El sexo de los libros

Fuck me, Jimmy Bond!

Eligieron a Sean Connery para encarnar la inmortalidad del último héroe antes del ocaso de los buenos tiempos.

Fumaba, bebía, copulaba como Dios y era un cerdo machista, pero en la justa medida en que, para la inmensa mayoría de las mujeres de los años 60, un tío en condiciones tenía que ser un arquetipo de pura masculinidad y no un colaborador que comparte tareas domésticas, coge la plancha, el estropajo, el Mistol y, encima, hace los cuartos de baño.

Era el genuino y verídico 007, creado por Ian Fleming en 1953 para desbaratar los planes de SMERSH (en ruso: Smert' Shpionam; es decir, ‘Muerte a los Espías’) que lleva entre manos el implacable Le Chiffre en Casino Royale, primera novela de la serie James Bond.

La vida entonces tenía verdadero glamour y otra esencia de pata negra en el amor y en la muerte. Todo era muchísimo más excitante: la política, la Guerra Fría, el arte, la literatura, las fiestas psicodélicas, las cafeterías de los aeropuertos, la prostitución de lujo, la canción protesta, el pop en todas sus múltiples facetas, el levantamiento del muro de Berlín, el oscuro final de Marilyn Monroe, la amenaza nuclear, el pacifismo, la crisis de los misiles en Cuba, la Revolución Cultural de Mao, Vietnam, The Summer of Love, el adiós al Che Guevara, el hombre en la Luna (¿?), el Festival de Woodstock, el cine de la nouvelle vague francesa, etc.

Eligieron a Sean Connery para encarnar la inmortalidad del último héroe antes del ocaso de los buenos tiempos.
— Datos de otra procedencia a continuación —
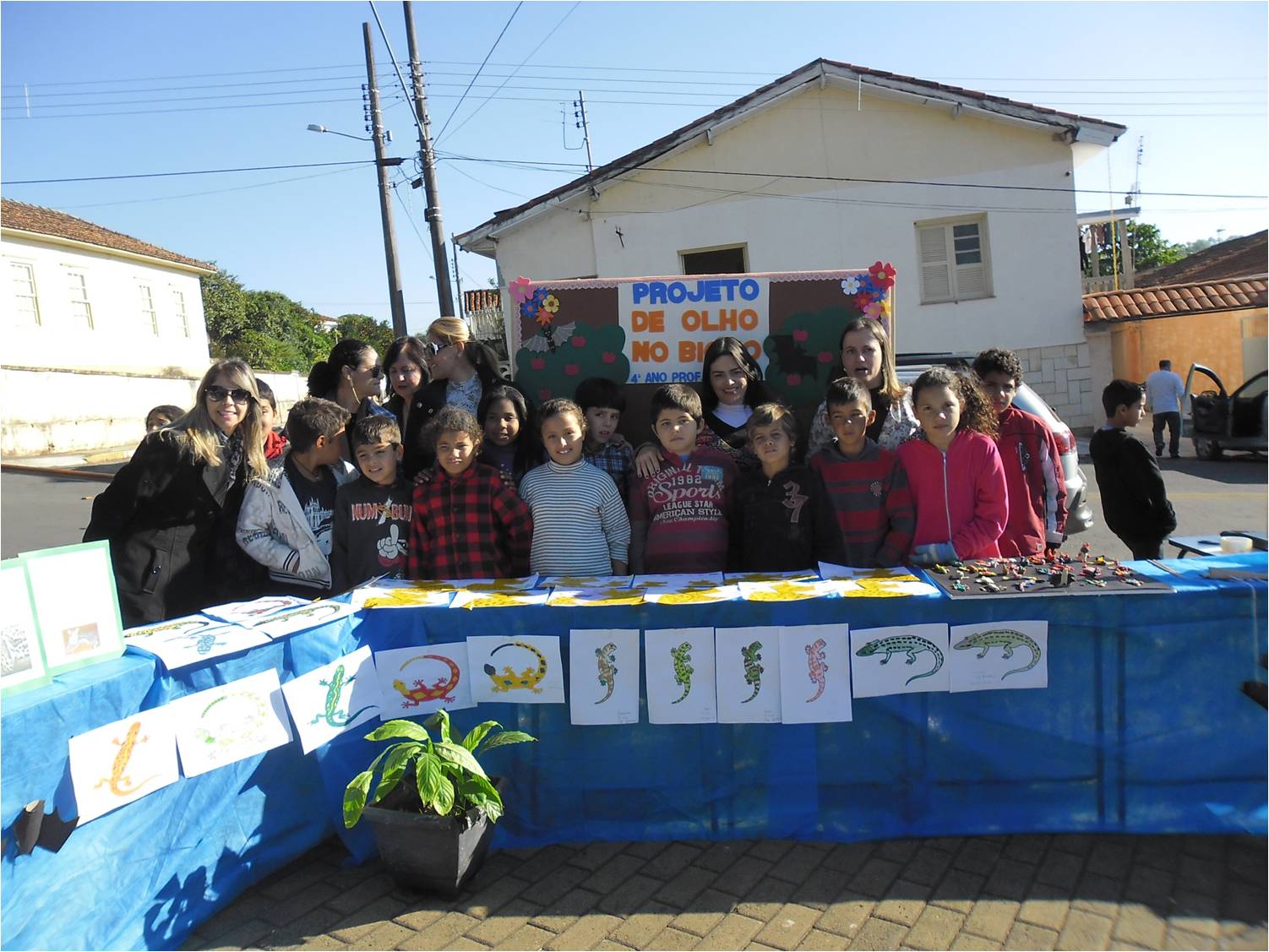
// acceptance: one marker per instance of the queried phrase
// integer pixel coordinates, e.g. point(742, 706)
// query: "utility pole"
point(374, 128)
point(439, 259)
Todavía tenía sentido hablar de la vie en rose y París seguía siendo una orgía incesante que acababa siempre en una mesa del Café de la Paix, y Londres y Nueva York también eran ciudades orgiásticas, o San Francisco de California, mientras Katmandú, con su incomparable atmósfera de misticismo, se erigía en centro de peregrinación del movimiento hippy.

El llamado “mundo libre”, enfrentado mortalmente al llamado “socialismo real”, dependía de una Beretta automática de calibre 25 y empuñadura desnuda que Bond llevaba, en una liviana pistolera de piel de gamuza, colgada a unos ocho centímetros por debajo de su axila. Marie Laforet cantaba Manchester et Liverpool.
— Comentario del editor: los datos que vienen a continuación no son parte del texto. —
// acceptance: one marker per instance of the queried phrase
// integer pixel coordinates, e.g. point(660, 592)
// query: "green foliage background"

En territorio británico, algunos brillantes alumnos egresados de Oxford y Cambridge, que empezaban una prometedora carrera en el Foreign Office, aún cedían a la tentación de mirarse en el espejo de Kim Philby, el tercer hombre.

La épica cinematográfica de 007 nace y muere con Sean Connery. Lo que viene después —George Lazenby, Roger Moore, Timothy Dalton— no tiene nada que ver con lo anterior, hasta llegar a la fase de disolución representada por un Bond postmoderno y políticamente correcto. No podía ser lo mismo un superagente mal deconstruido y reelaborado a la baja.  Ni siquiera contando con el buen actor que es Pierce Brosnam, a quien el adulterado personaje se le quedaba corto y fláccido. Respecto a Daniel Craig, sinceramente, no sé qué decir, y ello porque tal vez, y a estas alturas, no haya nada que decir de la sombra innecesaria de un James Bond al día de hoy imposible.